Necesité hablar con Laura varias veces sobre el tema. Un día, la llevé a la sala, y le pedí que, por favor lo intentara. Entonces, antes de empezar, me pidió que tocara la melodía. Y empezó a cantar el hit noventero sobre ella. Sí, tenía un aire. Pero nada que ver con lo que había imaginado. Qué imbécil había sido, ocurre con tantas canciones... El noventa por ciento de las canciones que escuchamos hoy en día tienen los mismos cuatro acordes: Sol, Do, Re y Mim. No era tan difícil que mi melodía encajara con aquella canción. Muchas lo harán, seguro.

Entonces le enseñé lo que yo tenía. E intentó hacerlo. Pero le resultó difícil. Y yo, que me había despojado de toda preocupación, no sentí angustia alguna. Sabía que le iba a costar hacerla suya. Después de tres años sin cantar otra composición que no fuera exclusivamente suya, era de esperar. Pero ahí volvía a estar yo, mis letras, mi música. Y su voz.
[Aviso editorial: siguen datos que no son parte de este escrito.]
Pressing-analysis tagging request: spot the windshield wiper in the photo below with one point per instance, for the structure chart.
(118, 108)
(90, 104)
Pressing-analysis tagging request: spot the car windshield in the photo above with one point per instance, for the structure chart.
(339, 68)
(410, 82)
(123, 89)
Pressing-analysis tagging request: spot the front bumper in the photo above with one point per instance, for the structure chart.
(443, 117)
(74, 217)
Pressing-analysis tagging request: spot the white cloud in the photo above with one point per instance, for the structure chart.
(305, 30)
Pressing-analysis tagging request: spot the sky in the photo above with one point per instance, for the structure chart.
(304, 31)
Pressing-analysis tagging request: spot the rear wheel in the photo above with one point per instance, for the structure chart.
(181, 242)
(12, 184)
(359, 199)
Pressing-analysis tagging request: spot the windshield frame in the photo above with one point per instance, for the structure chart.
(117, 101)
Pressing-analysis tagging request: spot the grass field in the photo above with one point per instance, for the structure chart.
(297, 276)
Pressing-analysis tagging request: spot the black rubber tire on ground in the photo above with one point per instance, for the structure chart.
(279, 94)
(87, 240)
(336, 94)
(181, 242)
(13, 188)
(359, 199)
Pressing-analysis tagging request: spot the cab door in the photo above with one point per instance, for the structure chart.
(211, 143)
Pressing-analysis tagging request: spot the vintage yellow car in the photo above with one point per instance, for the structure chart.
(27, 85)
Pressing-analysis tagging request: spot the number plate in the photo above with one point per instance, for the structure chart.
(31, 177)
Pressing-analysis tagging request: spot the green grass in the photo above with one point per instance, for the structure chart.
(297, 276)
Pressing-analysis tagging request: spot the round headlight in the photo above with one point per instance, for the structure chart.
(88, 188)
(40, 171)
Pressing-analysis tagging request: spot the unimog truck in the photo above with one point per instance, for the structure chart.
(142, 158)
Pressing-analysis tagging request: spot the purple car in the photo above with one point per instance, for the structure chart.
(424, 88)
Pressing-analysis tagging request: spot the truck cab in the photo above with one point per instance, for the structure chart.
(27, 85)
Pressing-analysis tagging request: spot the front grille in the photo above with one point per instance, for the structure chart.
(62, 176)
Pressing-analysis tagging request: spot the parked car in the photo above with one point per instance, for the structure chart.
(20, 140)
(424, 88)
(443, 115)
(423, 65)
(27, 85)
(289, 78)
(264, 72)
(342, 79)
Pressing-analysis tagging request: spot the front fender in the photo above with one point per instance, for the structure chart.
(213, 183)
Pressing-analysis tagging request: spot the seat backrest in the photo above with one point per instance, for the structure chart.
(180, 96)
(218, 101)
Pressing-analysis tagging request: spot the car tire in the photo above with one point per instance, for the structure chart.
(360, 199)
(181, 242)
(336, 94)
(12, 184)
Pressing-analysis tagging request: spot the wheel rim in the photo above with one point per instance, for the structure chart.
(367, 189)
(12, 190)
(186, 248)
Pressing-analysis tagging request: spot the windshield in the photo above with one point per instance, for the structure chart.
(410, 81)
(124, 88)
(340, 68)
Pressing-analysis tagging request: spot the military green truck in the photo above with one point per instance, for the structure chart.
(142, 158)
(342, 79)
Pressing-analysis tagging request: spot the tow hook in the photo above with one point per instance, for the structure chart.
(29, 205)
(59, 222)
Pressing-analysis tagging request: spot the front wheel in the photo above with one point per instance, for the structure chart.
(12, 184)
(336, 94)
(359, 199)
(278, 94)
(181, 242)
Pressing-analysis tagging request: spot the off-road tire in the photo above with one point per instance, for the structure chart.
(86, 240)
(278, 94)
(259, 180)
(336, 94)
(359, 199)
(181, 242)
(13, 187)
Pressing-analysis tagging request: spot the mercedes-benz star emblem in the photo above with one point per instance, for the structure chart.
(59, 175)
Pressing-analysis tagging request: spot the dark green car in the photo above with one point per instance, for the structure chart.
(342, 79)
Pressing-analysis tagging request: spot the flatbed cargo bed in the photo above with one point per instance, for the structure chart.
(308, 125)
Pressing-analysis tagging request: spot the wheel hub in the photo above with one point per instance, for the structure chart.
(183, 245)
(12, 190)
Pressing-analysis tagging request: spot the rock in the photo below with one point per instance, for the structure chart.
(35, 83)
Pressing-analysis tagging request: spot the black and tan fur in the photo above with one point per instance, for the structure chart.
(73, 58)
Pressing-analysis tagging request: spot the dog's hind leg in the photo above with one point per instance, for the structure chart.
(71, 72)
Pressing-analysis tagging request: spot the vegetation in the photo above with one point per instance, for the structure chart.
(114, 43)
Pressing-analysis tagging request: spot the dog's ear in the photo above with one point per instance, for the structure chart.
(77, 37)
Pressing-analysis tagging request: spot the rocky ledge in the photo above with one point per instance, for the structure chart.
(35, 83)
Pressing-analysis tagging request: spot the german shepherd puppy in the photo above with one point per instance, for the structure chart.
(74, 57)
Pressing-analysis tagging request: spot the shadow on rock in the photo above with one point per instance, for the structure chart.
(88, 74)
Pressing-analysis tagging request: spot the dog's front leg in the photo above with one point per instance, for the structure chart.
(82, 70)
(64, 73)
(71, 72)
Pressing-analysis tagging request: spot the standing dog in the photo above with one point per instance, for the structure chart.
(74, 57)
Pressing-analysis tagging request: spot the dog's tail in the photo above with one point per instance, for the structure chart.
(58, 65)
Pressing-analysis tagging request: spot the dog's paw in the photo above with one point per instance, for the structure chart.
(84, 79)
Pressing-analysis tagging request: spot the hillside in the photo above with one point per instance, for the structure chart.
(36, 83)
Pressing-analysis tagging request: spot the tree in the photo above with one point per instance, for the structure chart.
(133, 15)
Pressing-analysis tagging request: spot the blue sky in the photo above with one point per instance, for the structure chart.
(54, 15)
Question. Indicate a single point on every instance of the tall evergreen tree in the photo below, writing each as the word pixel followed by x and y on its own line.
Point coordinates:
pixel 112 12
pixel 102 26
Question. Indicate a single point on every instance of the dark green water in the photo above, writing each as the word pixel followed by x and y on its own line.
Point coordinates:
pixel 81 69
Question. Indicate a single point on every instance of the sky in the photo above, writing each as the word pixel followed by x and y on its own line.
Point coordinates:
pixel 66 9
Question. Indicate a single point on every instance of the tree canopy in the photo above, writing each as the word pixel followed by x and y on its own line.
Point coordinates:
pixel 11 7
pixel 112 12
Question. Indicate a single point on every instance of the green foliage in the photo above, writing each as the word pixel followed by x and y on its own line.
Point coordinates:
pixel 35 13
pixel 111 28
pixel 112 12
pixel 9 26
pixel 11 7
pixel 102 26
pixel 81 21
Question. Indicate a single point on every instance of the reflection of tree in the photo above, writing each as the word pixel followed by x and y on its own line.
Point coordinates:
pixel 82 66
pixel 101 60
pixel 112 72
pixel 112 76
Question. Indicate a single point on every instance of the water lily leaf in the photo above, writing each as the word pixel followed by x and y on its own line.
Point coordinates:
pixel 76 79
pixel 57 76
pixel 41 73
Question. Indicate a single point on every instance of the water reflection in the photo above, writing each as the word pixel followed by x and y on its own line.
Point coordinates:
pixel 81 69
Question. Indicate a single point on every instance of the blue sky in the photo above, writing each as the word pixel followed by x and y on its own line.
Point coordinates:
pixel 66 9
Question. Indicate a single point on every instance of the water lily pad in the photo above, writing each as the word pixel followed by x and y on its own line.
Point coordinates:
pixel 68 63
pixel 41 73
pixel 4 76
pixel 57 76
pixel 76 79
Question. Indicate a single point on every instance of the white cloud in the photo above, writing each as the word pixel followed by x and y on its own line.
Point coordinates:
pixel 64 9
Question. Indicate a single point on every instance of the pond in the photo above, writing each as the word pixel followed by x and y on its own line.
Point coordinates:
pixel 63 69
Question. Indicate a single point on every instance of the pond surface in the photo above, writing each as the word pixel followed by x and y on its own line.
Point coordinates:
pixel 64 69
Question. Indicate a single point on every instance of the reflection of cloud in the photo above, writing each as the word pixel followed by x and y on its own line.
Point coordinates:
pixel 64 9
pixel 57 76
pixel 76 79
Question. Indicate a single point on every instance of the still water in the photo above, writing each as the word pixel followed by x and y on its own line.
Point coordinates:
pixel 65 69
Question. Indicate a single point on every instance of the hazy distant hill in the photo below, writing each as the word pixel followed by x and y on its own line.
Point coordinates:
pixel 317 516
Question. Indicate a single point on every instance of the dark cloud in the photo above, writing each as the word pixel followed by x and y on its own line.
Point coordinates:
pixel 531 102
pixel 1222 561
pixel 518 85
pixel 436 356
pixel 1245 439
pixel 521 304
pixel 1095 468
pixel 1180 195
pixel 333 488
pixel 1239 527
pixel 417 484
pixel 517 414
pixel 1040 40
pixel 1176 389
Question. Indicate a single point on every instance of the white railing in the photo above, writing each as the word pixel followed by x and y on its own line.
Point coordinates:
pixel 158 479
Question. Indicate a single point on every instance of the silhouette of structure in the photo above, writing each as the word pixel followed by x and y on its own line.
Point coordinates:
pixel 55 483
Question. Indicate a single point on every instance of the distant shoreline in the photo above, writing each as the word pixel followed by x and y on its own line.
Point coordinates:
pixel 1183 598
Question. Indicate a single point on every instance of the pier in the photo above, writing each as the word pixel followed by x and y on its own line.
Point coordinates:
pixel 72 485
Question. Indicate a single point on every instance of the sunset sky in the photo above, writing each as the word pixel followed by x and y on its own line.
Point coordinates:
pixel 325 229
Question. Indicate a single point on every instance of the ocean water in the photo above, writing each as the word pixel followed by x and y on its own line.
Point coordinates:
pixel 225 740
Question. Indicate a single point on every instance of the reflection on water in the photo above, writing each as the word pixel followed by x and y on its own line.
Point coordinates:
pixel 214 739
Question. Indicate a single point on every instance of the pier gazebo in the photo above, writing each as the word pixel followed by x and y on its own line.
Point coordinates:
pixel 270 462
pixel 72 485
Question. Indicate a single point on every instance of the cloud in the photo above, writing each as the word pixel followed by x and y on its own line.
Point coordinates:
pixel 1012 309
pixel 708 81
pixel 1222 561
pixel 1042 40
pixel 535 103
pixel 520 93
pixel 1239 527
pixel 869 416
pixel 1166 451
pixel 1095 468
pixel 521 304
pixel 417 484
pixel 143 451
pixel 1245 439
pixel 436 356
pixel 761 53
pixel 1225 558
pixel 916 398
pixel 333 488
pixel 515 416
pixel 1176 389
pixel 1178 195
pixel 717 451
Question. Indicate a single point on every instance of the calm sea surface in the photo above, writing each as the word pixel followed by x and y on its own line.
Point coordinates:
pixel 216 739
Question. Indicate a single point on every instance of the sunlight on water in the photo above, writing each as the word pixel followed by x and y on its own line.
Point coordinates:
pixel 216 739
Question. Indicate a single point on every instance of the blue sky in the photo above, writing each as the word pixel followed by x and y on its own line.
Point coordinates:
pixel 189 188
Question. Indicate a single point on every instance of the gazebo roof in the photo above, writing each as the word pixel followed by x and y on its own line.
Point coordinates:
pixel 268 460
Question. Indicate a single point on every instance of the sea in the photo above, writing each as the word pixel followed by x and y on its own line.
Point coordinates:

La sesión no fue muy productiva, pero obtuve una valiosa lección: El mayor fracaso es no llegar a hacer algo por miedo a fracasar.

Y así es como, en el último ensayo, una vez acabamos todos, antes de que nadie pudiera recoger, sin decir nada, comencé a tocar. Ni si quiera pensé en lo que estaba haciendo, pero allí estaba mi gran éxito. Creo que el bajista lo percibió, porque a los segundos, le había sacado la base a la perfección. Me sorprendí muchísimo al escucharnos a los dos tocar aquel tema, y ver que había encajado completamente la idea. Me preguntó qué era aquello y le respondí que era una canción que había compuesto. Quise enseñársela del todo. Pronto tomé el micro. Me dispuse a cantarla, aunque estuviera un par de tonos por encima del mío.

Curioso era que, en la grabación que había enviado, la voz era un silbido. Había intentado cantarla un par de veces, pero era demasiado aguda para mí y no existía forma de llegar. Y, loca de mí, allí estaba, frente al micrófono, dispuesta a entregarme a cada nota. Sin que la duda de llegar o no al tono existiera en mi cabeza. Es que, de hecho, no existía la posibilidad de fallar. Aquella canción iba a brotar de mis cuerdas vocales del mismo modo que lo hizo de mi alma aquella fría noche de Agosto.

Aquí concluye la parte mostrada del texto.